Trump will be the candidate. He'll smack Hillary so hard that only the dedicated will show up on both sides. Liberals tune out, independents tune out, young people tune out, poor people tune out when that happens.
Even if she squeaks by, the diminished turnout will crush Democrats downballot, meaning NOTHING will change except we aren't running backwards so much as being pushed backwards. Whoopity doo! We're still going backwards. Relentlessly backwards.
In a world where Trump is the nominee (which is looking more and more like our world), "the dedicated" will consist of every person that does not want to see a President Trump. And that's a lot of people. I wouldn't be worried.
He would only smack Sanders twice as hard. Or equally hard if you want to look at best case scenarios.
Strictly speaking on optics, I think those arguing in favor of Hillary's strengths underestimate just how damaging being part of the establishment is in this election.
In a Bernie v Trump debate, you have two populist candidates who aren't afraid to get loud and are both decently witty. It comes down to who comes off better in the exchange. It becomes more meritocratic.

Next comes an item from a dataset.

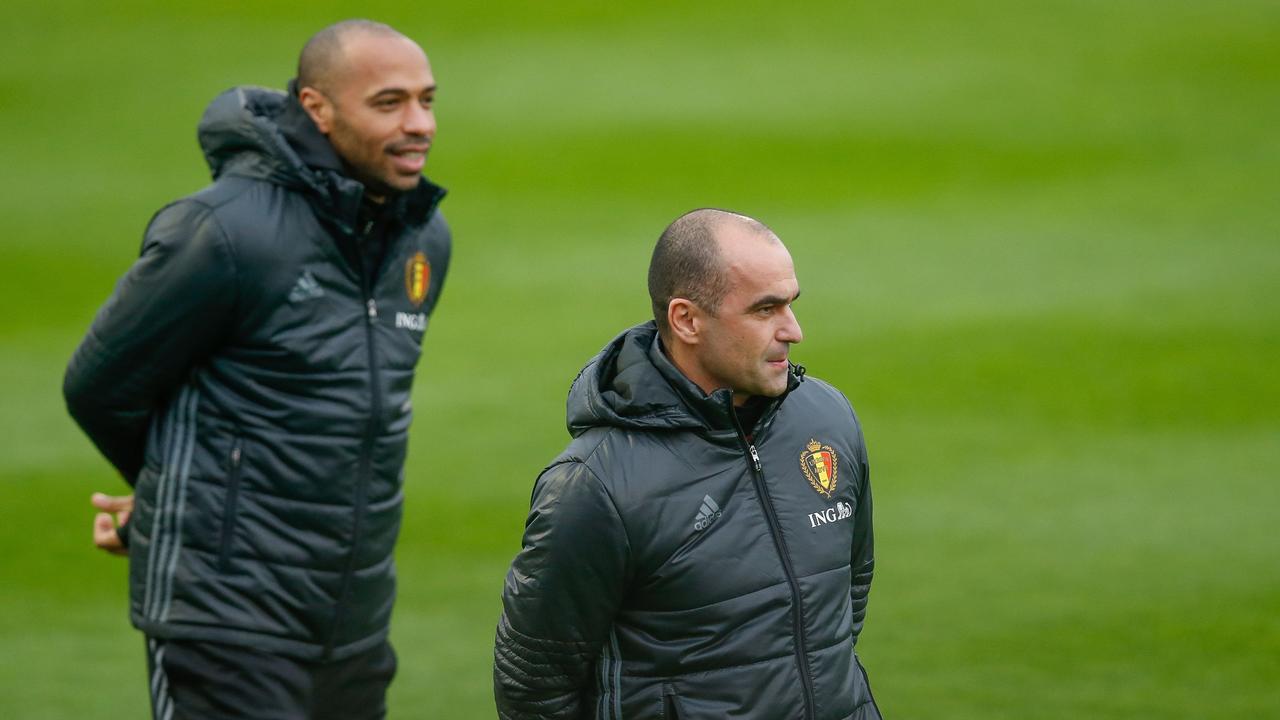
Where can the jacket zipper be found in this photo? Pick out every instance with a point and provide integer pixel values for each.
(229, 505)
(375, 410)
(781, 545)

In a Clinton v Trump debate, it's about the GOP having put up the candidate that couldn't be denied because the people wanted him so badly vs. the inevitable one who was forced upon the American people. That's bad optics in my opinion. It's a david v goliath story.
That said, I think a Clinton v Cruz debate favors Clinton, because that debate then becomes about policy. Clinton excels at articulating policy firmly and clearly.
In a Bernie v Cruz debate, Cruz may get the best of him. I could see Bernie getting flustered with Cruz' complete disregard for, ya know, reality and just coming across as angry in the exchange.
TL;DR: if Clinton is the nominee then Cruz is her easiest opponent. If Bernie wins Trump is his easiest opponent. In my opinion, of course. If there's polling to the contrary I'd be happy to look over it.